JOE STRUMMER (1952-2002)
Finally, to end this piece, I wanted to write something about Joe Strummer. I wrote this bit five times. I usually don't have to scrap so many, but this is a staggeringly jarring and tragic event. In spite of the many great things that have happened, great music that has been released, and bands I was fortunate enough to see, this year will remain in my memory as the year Joe Strummer died.
Joe was the elder statesman of punk rock, while some of his contemporaries milked their past glories with every resurgence of punk into the mainstream, Joe was happy to leave the legacy of the Clash intact. He was content to write new music, move in new directions, and provide the kind of quiet dignity that we could only hope people would strive for. From his later work in the Clash, to his soundtracks, and his tracks with the Mescalaros, Joe was constantly moving in new directions, and pushing boundries.
As I sit here, listening to my copy of The Clash UK, I'm dumbfounded by how fresh, and new the music still sounds, even though everyone from Operation Ivy to Rancid to Kid Dynamite, to Alkaline Trio have taken inspiration from these songs.
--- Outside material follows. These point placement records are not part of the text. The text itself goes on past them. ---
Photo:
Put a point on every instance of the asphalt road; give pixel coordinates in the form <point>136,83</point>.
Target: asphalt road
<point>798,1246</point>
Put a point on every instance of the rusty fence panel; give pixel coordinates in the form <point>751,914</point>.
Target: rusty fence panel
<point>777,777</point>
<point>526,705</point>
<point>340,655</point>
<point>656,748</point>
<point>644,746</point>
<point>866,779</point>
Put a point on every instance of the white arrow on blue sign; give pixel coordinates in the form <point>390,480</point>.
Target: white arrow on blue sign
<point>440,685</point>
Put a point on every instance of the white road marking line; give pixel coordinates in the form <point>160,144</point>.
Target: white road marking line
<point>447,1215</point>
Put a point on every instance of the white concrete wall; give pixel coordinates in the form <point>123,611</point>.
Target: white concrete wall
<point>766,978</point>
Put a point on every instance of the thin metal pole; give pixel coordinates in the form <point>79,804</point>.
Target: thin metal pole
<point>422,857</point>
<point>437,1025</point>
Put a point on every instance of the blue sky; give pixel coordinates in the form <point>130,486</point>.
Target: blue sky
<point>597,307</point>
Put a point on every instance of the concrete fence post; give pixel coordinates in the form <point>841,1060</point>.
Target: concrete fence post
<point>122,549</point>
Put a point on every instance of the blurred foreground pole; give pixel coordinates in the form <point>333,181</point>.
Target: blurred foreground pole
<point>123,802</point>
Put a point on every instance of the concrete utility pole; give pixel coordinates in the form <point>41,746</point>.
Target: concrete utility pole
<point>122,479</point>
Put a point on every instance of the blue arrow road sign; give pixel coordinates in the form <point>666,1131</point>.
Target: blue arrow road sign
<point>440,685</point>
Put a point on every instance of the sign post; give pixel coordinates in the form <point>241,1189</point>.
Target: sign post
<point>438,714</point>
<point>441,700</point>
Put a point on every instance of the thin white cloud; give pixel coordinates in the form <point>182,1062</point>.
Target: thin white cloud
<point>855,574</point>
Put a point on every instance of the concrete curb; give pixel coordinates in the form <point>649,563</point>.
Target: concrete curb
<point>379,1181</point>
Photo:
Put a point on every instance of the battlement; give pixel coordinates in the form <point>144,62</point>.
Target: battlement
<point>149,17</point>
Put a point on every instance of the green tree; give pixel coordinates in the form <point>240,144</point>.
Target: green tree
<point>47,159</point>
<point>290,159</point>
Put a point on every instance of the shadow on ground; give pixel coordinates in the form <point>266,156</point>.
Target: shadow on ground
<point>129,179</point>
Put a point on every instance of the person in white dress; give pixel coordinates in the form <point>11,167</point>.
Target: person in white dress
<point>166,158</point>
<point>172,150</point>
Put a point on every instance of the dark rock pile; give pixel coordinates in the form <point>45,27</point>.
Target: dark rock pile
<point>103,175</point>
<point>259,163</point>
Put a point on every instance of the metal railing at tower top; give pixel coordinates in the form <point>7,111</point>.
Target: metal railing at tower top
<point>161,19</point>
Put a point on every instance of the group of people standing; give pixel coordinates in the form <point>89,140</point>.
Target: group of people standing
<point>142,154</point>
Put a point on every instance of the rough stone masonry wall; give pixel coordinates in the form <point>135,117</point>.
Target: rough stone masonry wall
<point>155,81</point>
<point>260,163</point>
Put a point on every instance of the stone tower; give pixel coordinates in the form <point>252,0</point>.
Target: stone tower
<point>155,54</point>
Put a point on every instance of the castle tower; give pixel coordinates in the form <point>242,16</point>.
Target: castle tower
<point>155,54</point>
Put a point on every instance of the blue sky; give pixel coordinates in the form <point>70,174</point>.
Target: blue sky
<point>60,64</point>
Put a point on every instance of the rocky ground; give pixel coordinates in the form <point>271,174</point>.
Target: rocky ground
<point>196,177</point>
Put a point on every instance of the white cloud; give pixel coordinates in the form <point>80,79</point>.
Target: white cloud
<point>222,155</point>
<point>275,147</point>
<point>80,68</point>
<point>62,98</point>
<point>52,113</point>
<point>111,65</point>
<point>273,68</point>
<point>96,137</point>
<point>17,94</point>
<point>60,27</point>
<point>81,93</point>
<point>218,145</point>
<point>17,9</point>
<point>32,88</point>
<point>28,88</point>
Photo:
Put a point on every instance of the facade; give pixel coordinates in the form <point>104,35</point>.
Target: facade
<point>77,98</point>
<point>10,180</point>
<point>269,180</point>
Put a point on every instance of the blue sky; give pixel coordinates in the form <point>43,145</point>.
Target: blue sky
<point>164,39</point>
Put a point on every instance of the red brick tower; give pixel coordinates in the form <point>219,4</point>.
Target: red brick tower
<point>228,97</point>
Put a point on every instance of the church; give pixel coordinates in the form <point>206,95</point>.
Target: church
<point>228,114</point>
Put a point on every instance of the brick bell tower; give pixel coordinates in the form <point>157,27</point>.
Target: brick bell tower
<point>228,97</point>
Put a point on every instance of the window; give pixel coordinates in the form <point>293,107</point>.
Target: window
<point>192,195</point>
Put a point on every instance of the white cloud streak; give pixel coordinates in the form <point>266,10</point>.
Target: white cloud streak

Even if you've never listened to the Clash, if you listen to this music, you've felt Joe's influence.
We have lost too many musicians these past years, Joey, Dee Dee, it goes on; the list is far too long. Thankfully, Joe left us a rich, dynamic body of work, and as bands decades from now quote the Clash as an influence, we'll still remember him fondly.